Schwäbische Zeitung (Leutkirch / Isny / Bad Wurzach)
Augsburgs Riesenschritt zum Klassenerhalt
Die Schwaben feiern auf Schalke einen 3:0-Sieg und stürzen die Königsblauen in die Krise
GELSENKIRCHEN (SID/dpa) - Heiko Herrlich setzte nach seinem Siegesschrei ein Zahnpasta-Lächeln auf, seine Mund-Nasen-Maske trug er wie eine Kapitänsbinde am Oberarm. David Wagner hingegen zog sich seinen königsblauen Stoffschutz äußerst mürrisch vors Gesicht – das 3:0 (1:0) des topmotivierten FC Augsburg bei den schlaffen Derby-Verlierern von Schalke 04 war an den Gesichtern der beiden Trainer abzulesen.
Für Herrlich war der Auswärtssieg bei seinem verspäteten Debüt eine Befreiung vom Druck und Spott nach der Einkaufsaffäre. „Ich bin total glücklich“, sagte er. „Wir feiern still, weil wir wenig Zeit haben. Aber der Turnaround ist erst mal geschafft.“Vier Spiele hatte der FCA zuvor in Serie verloren. Wagner wird sich hingegen unangenehmen Fragen stellen müssen: Die Schalker stehen nach dem Neustart bei 0:7 Toren und null Punkten, sie sind zudem erstmals seit 20 Jahren neun Spiele lang ohne Sieg. Die guten Leistungen der Hinrunde sind ferne Vergangenheit.

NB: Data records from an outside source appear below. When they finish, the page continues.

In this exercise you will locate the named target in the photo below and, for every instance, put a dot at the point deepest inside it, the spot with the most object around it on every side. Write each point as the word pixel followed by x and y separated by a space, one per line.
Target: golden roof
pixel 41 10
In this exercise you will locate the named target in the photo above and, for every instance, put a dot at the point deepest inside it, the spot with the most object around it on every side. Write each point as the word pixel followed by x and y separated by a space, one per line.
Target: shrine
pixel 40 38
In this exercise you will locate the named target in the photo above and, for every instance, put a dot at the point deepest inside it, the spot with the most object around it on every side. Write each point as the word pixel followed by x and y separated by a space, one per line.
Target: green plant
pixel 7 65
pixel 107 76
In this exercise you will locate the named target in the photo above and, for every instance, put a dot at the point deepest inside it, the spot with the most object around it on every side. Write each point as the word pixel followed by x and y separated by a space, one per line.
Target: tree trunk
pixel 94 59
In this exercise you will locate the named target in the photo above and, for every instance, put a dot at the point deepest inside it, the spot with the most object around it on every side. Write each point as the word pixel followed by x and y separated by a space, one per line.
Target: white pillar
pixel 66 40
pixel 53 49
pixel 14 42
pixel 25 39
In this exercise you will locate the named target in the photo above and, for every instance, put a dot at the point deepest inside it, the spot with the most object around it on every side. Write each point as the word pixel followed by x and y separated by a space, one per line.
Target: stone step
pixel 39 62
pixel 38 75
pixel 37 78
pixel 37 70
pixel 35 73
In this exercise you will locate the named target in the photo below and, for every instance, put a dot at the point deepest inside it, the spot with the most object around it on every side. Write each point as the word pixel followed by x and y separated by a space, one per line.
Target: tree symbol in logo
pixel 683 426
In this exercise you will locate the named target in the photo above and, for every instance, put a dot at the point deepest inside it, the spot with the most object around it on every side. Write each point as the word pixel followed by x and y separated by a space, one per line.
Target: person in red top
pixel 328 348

Umso mehr verwunderte Wagners Einschätzung. „Die erste Halbzeit war in Ordnung. Es hat extremst doof begonnen. Wir hatten uns wahnsinnig viel vorgenommen“, sagte er. Das 0:1 fiel allerdings schon in der sechsten Minute durch einen tollen Freistoß von Eduard Löwen. Und danach? Kam fast nichts. „Wir haben unsere Dominanz zu wenig genutzt, obwohl es eigentlich ein Spiel war, wie es uns entspricht“, fand Wagner. Doch Torchancen gab es mit einer Ausnahme keine. Ein Aufbäumen nach dem 0:4 bei Borussia Dortmund vergangene Woche war nicht zu sehen.

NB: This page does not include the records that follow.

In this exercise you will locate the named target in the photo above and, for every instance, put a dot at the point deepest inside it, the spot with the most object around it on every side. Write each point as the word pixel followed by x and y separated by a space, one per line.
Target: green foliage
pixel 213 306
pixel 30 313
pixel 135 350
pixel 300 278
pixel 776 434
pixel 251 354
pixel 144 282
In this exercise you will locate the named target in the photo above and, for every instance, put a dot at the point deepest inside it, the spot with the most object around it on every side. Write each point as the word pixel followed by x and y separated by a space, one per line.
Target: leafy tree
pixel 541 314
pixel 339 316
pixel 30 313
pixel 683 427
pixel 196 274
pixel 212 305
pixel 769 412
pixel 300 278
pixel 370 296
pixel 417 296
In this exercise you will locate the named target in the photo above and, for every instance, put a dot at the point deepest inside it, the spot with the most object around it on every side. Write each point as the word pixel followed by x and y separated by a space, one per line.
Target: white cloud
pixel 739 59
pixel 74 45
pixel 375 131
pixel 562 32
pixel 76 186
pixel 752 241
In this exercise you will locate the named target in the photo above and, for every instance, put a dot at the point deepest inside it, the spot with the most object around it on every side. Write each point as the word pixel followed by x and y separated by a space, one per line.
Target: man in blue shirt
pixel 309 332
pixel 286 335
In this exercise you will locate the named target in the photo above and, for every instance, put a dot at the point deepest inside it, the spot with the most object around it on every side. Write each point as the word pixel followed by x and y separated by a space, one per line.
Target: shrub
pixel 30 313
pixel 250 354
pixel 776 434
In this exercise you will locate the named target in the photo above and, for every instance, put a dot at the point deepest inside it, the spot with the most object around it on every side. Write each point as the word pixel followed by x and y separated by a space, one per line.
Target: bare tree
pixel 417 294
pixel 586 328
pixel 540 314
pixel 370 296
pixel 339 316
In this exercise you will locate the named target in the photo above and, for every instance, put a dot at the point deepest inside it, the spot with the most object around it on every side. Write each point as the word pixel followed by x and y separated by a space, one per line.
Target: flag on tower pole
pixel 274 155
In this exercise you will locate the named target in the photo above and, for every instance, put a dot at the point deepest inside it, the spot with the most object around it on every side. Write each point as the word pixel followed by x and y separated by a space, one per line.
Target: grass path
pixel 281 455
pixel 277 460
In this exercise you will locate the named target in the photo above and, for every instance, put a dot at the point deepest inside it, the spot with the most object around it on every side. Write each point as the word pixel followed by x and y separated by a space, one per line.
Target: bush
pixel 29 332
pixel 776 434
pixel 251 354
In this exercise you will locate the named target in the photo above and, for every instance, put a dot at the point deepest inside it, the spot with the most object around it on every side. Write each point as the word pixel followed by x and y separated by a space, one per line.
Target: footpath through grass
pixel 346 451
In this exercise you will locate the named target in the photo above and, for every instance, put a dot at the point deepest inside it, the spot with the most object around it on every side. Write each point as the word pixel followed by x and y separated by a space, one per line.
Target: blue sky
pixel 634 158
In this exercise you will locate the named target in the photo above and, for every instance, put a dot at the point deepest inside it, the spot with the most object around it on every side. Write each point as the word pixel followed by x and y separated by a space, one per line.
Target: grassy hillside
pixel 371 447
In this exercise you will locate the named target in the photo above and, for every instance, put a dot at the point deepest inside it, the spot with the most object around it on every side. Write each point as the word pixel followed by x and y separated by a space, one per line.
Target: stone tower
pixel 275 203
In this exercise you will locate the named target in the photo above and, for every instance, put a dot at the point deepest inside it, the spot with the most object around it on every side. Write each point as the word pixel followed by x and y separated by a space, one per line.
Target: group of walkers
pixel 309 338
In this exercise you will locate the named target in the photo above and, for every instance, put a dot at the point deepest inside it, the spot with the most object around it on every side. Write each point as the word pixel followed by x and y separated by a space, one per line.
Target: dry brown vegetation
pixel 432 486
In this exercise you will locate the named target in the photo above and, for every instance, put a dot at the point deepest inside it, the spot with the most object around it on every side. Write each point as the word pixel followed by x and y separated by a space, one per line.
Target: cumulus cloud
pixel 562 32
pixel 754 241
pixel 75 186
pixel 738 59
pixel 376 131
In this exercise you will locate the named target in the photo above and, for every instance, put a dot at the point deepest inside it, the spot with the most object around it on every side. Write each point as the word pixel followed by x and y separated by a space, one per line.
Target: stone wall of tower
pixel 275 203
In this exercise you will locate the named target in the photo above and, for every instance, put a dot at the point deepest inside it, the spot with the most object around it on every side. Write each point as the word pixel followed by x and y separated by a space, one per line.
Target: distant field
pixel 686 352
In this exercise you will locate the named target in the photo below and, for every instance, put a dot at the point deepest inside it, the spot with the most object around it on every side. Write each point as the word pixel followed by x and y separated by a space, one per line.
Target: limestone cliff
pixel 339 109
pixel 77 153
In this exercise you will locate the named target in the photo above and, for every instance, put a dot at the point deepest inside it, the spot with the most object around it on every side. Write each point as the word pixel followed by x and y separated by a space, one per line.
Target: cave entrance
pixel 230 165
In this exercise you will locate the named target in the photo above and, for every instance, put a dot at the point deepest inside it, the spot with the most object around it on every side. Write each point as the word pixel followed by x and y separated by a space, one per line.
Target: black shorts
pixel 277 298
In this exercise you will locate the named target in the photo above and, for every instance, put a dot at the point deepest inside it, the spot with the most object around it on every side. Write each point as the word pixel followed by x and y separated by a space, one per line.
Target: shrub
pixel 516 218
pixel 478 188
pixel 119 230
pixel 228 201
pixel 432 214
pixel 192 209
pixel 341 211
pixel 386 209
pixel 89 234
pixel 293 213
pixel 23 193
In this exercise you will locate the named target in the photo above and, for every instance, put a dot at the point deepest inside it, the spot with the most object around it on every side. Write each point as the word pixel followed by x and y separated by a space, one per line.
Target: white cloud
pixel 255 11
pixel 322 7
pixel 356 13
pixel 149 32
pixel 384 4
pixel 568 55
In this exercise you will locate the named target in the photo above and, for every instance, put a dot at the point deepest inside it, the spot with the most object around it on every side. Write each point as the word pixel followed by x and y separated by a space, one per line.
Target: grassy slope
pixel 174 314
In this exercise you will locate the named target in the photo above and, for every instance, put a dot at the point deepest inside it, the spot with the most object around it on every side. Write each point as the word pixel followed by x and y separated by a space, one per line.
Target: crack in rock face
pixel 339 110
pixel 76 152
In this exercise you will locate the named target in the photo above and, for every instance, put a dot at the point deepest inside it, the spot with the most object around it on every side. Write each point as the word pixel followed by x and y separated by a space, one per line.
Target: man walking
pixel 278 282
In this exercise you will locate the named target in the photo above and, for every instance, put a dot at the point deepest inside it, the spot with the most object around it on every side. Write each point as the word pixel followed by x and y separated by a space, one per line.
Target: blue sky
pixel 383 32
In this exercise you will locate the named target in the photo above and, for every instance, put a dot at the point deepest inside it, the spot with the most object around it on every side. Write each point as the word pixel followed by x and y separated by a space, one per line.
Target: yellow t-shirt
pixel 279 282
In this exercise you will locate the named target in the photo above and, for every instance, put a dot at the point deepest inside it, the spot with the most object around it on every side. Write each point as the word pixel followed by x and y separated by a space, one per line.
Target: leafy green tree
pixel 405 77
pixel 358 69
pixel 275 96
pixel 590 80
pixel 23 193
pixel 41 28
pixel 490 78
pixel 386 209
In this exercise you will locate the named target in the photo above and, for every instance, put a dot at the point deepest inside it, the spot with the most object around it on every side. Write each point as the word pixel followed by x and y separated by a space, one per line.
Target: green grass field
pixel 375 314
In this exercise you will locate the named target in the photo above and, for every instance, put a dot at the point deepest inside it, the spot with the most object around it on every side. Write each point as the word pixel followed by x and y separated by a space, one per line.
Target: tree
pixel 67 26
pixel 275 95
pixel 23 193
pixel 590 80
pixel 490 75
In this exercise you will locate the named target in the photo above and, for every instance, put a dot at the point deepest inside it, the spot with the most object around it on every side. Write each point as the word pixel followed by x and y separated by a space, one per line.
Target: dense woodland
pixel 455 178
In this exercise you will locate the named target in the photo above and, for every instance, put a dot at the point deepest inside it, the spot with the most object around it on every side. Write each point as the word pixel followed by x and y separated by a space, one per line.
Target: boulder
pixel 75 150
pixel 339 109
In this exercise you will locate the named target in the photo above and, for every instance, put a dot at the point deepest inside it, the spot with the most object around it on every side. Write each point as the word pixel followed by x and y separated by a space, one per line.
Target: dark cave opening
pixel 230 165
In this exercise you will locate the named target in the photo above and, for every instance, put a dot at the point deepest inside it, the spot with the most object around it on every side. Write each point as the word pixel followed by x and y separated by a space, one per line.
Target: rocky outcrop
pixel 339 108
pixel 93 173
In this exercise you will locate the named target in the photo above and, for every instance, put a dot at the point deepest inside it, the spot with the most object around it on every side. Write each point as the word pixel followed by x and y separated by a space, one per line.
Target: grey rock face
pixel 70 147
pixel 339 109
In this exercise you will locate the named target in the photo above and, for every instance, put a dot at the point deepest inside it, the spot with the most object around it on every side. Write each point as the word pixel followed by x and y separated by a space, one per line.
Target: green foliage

Die Augsburger Noah Sarenren Bazee (76.) und Sergio Cordova (90.+1) nutzten in der Schlussphase die nachlässige Defensivarbeit der Gastgeber, die in der Rückrundentabelle nur 16. sind. Für die hochverschuldeten Königsblauen, die wegen der CoronaKrise finanziell unter Druck stehen, wird die Rückrunde vor Geisterkulisse immer gruseliger: In den erwähnten neun Spielen stehen 2:22 Tore zu Buche, die angestrebte Rückkehr in den Europapokal wird immer unwahrscheinlicher.
Herrlich dagegen sah 75 Tage nach seiner Amtsübernahme einen Start nach Maß: Löwen zirkelte einen Freistoß aus 20 Metern über die Mauer. Der Schalker Weston McKennie hatte die erste Augsburger Offensivaktion eingeleitet, indem er den Ball in der eigenen Hälfte vertändelte.

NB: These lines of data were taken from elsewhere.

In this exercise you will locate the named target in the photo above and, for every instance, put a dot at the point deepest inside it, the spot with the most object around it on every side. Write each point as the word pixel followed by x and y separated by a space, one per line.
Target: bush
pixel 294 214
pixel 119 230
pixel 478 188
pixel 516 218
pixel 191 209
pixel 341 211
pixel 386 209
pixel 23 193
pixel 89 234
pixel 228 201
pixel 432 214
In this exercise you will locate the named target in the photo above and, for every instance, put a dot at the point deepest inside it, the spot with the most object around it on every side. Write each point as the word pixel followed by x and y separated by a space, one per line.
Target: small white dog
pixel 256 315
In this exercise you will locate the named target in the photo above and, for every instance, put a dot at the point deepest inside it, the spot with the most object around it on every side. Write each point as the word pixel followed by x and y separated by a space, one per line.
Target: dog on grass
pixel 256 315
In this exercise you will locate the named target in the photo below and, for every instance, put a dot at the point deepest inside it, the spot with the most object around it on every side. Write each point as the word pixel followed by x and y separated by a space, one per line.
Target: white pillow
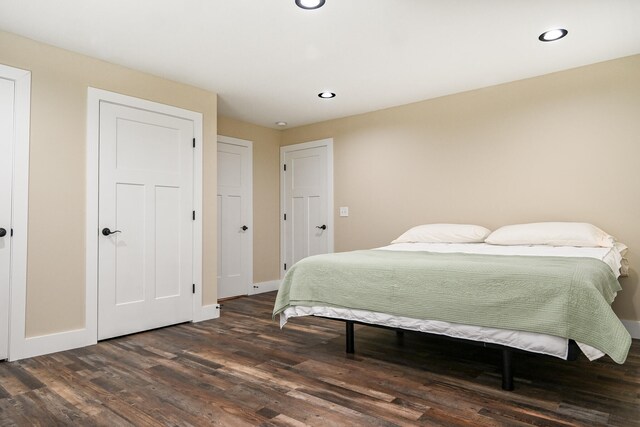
pixel 552 234
pixel 444 233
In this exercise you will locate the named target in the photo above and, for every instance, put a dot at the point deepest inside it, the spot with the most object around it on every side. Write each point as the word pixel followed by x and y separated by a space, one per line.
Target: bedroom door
pixel 235 217
pixel 145 265
pixel 6 178
pixel 307 200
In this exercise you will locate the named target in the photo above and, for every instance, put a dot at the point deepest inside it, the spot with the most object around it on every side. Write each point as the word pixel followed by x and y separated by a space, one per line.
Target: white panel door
pixel 235 227
pixel 145 220
pixel 306 194
pixel 7 89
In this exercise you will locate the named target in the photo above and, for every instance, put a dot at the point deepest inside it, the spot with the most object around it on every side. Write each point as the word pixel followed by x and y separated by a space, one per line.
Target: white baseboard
pixel 53 343
pixel 271 285
pixel 633 326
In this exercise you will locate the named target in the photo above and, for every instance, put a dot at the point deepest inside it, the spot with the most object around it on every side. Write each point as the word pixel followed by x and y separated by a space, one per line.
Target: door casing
pixel 328 143
pixel 248 209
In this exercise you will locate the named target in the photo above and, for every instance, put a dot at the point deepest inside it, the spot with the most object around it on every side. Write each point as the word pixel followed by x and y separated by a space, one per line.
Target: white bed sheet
pixel 529 341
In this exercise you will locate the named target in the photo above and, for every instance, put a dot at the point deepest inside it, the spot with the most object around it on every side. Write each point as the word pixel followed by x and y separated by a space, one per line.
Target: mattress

Nach dem frühen 0:1 war die Verunsicherung der Schalker spürbar, die Fehlpässe im Aufbau häuften sich. Für die erste Torannäherung sorgte Rabbi Matondo (28.), der nach einem Sololauf am Torhüter scheiterte.
Auch nach der Pause fand Schalke zunächst kein Rezept gegen die Augsburger Defensive, zu ungenau waren die Pässe, zu ideenlos die Offensivbemühungen. Die Gäste waren erneut mit einem Freistoß gefährlich: Philipp Max scheiterte aber an Schubert (69.). Die Schalker wurden noch fahriger, die Gäste nutzten es aus.
„Wir hatten es satt, so viele Spiele verloren zu haben“, sagte Torschütze Löwen. „Wir sind extrem glücklich. Gerade heute mussten wir uns einfach belohnen.“Offensivkollege Florian Niederlechner schwärmte über „ein richtig geiles Spiel“und ergänzte bei DAZN: „Das schmeckt richtig gut. Das war eine lange Durststrecke.“Neun Punkte Vorsprung haben die Augsburger auf den Liga 17. Bremen, sechs Zähler auf den Relegationsplatz.